God bless you, Bryant Gumbel, for being the voice of reason. From the close of Tuesday night’s Real Sports on HBO:
Finally tonight, a few words about crime and punishment. I’m no legal expert, not by a long shot, but I do believe that driving drunk, robbing a convenience store, and hitting your girlfriend are all worse offenses than dealing with an agent. Most people would agree with that I think, except, it seems, the folks in charge of college football.
How else to explain the fact that the USC Trojans are currently on NCAA probation while the Florida Gators are not, even though Florida’s program has seen 27 different players arrested during the short tenure of Coach Urban Meyer. That’s right, by NCAA standards, 27 arrests merit not so much as an official reprimand. But dealing with a prospective agent prematurely, as former Trojan Reggie Bush did, gets your program punished for four years.
It’s not just about USC. NCAA investigations are ongoing at the Universities of Georgia, Alabama and North Carolina for the same kind of premature conversation with agents that Bush had. And it’s not just about Florida. Players at Pittsburgh, Missouri, Tennessee, Oklahoma State, Southern Mississippi, UCLA and elsewhere have also been arrested this year. But all of those programs are, by NCAA standards, in full compliance.

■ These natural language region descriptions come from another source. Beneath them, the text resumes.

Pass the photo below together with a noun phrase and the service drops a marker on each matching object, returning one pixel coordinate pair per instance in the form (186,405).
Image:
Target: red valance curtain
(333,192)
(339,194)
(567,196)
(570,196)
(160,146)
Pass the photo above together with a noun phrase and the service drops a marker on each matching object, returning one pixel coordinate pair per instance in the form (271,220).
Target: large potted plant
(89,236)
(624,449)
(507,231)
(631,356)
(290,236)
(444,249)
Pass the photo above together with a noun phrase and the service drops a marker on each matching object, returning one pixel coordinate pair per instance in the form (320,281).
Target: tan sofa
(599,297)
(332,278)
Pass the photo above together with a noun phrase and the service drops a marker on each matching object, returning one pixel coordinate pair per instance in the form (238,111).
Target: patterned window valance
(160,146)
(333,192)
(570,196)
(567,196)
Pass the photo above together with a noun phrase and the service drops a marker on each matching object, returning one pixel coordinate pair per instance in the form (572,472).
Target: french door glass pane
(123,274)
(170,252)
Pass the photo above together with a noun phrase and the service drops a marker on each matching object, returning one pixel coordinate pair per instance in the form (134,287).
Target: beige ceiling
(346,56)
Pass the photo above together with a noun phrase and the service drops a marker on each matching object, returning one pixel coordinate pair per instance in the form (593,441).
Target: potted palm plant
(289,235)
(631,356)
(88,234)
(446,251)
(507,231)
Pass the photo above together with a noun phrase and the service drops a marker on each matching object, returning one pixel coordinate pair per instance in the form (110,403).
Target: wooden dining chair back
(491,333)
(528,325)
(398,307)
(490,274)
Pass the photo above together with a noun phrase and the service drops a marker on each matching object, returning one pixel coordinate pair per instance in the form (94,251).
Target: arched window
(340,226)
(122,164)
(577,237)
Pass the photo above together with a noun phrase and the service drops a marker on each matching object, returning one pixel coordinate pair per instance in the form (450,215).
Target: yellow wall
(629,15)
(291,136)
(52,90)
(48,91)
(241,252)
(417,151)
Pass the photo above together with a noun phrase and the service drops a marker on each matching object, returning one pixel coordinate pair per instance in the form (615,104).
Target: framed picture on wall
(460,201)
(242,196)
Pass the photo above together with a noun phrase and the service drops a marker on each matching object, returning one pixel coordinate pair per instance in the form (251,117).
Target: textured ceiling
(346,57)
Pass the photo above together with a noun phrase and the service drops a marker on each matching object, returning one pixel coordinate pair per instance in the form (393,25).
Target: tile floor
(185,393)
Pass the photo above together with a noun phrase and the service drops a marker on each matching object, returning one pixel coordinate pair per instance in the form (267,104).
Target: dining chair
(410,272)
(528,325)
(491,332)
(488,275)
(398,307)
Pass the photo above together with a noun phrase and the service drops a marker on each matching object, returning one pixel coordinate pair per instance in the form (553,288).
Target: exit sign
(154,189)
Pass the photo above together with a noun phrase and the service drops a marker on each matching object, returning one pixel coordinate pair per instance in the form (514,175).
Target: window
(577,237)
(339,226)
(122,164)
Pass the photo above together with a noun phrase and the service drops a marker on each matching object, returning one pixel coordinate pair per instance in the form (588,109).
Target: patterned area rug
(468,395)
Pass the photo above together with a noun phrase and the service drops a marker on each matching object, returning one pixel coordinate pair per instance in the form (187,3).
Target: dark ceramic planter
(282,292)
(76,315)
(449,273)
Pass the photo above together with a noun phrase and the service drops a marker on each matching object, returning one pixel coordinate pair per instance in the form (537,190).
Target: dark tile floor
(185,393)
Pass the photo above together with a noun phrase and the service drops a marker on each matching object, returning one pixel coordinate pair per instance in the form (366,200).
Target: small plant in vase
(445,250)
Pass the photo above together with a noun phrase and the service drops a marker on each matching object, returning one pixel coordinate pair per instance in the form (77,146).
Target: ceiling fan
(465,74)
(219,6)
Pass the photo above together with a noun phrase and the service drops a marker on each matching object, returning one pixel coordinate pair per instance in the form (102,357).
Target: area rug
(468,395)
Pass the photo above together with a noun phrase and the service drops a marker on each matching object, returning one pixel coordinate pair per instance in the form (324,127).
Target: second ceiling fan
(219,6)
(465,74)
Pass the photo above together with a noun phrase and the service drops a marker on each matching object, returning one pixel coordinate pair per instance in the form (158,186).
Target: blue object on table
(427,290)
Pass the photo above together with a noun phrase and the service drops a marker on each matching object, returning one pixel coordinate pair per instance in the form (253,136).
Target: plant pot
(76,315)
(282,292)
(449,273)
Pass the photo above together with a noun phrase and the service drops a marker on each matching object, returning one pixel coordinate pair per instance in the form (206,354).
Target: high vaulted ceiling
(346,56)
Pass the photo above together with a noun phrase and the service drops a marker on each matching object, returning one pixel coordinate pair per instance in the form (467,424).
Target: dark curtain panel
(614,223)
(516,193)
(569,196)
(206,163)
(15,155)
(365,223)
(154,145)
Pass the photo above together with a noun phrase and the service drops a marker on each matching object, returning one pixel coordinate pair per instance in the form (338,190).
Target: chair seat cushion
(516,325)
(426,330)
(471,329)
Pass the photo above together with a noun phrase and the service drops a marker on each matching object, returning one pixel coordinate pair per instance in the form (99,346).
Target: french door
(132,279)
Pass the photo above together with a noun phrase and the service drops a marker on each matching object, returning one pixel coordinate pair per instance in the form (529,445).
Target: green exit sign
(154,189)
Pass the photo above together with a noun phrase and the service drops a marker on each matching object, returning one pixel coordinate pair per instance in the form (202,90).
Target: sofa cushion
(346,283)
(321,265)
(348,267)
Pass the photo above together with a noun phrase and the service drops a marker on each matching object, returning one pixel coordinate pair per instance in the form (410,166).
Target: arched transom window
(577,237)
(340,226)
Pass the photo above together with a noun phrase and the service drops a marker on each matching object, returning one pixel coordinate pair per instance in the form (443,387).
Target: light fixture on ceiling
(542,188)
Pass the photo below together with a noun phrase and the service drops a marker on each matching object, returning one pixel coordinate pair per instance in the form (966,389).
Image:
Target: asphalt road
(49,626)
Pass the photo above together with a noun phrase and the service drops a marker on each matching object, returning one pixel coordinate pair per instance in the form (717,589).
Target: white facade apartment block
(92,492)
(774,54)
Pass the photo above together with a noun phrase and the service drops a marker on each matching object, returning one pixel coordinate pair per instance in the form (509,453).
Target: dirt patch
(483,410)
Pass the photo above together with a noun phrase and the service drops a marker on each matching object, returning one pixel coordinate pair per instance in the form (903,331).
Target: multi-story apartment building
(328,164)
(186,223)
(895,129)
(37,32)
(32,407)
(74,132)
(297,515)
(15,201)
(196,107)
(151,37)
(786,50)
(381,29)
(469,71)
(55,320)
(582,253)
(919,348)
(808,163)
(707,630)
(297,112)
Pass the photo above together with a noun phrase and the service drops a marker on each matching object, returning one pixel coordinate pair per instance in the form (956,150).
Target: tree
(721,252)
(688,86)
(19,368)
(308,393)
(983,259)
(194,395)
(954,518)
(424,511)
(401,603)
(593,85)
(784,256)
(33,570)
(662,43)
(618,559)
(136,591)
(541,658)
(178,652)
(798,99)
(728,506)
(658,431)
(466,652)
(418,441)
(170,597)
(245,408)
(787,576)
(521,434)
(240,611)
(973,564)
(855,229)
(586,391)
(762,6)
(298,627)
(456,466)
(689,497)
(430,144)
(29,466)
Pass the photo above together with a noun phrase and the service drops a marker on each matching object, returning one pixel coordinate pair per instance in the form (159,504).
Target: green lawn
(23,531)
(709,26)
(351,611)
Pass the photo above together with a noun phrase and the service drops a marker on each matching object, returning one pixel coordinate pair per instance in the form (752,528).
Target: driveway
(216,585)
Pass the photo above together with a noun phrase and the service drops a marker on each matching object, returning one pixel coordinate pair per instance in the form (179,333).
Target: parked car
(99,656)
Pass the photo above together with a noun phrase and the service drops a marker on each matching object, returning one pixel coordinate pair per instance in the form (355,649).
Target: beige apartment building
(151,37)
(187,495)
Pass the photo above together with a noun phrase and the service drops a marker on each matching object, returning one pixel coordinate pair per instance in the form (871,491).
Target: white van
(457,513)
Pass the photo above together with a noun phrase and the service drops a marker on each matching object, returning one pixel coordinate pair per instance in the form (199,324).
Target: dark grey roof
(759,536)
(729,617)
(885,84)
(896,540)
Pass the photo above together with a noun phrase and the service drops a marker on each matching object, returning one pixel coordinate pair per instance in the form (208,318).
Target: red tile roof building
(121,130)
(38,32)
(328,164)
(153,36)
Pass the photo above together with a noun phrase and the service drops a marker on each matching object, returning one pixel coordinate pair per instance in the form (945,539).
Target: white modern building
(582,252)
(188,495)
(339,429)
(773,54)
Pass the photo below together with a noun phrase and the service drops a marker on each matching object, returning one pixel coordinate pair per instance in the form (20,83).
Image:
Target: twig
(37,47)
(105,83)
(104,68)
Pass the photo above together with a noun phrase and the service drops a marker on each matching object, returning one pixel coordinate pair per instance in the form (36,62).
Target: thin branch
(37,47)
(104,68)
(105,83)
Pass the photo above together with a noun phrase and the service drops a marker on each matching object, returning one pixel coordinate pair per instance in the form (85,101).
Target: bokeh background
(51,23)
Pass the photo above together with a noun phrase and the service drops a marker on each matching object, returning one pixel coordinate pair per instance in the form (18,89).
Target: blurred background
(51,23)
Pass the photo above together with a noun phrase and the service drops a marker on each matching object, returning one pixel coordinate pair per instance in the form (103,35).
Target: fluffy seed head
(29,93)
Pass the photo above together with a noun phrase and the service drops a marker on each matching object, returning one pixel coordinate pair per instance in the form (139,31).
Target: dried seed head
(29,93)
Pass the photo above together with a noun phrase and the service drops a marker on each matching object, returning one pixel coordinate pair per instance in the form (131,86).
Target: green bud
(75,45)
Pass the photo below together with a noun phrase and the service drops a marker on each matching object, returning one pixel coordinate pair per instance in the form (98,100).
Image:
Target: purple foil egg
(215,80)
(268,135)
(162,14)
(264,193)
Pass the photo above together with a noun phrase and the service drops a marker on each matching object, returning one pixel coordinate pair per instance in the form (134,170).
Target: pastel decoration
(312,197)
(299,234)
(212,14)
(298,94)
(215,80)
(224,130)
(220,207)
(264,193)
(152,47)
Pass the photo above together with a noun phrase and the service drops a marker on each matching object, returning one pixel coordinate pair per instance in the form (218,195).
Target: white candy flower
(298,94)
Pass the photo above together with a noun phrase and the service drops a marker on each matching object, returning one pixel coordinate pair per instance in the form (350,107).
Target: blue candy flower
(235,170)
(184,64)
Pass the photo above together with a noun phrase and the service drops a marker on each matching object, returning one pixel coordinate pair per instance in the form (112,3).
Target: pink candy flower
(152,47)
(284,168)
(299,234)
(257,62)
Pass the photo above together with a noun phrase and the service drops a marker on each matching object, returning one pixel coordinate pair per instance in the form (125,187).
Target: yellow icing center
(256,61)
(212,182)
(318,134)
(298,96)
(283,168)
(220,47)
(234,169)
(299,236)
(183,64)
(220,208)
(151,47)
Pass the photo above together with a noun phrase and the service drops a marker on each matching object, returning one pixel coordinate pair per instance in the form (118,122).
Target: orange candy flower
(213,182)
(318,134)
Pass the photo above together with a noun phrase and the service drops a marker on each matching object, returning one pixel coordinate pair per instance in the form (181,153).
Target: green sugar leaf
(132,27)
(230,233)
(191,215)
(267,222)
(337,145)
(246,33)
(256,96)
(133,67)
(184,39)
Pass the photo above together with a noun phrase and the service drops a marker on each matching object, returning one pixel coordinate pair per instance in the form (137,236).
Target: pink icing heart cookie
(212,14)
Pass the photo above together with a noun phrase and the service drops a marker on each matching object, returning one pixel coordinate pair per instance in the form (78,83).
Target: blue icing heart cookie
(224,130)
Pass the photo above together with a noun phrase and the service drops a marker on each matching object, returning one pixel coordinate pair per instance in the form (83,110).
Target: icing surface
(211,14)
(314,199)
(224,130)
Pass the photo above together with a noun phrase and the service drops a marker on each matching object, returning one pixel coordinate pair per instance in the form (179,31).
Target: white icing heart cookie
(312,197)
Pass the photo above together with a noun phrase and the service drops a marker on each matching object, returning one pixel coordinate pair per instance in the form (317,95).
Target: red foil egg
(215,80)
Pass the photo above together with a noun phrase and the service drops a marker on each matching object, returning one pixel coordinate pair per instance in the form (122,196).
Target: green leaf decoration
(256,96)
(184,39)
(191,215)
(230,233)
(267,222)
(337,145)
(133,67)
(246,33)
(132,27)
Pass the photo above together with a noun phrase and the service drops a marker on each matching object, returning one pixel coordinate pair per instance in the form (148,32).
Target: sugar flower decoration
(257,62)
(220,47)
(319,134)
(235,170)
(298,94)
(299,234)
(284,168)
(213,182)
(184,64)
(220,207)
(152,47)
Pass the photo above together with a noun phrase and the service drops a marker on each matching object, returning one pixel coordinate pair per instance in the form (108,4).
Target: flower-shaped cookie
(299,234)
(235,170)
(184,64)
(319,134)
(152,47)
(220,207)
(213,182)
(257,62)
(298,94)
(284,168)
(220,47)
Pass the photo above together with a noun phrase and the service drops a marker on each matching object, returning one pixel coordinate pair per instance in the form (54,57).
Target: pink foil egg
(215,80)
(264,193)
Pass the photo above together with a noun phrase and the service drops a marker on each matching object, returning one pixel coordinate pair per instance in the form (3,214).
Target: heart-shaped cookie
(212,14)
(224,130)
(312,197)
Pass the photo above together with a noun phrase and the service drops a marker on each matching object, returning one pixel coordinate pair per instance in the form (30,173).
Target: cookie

Look, no one’s naïve enough to think football’s ever going to be played by a bunch of choirboys. It’s not. But you’d think that NCAA officials could, at the very least, give coaches and athletic directors a reason to be as diligent about illegality as they are about eligibility—and right now they don’t. Until and unless they do, the NCAA’s idea of institutional control is anything but.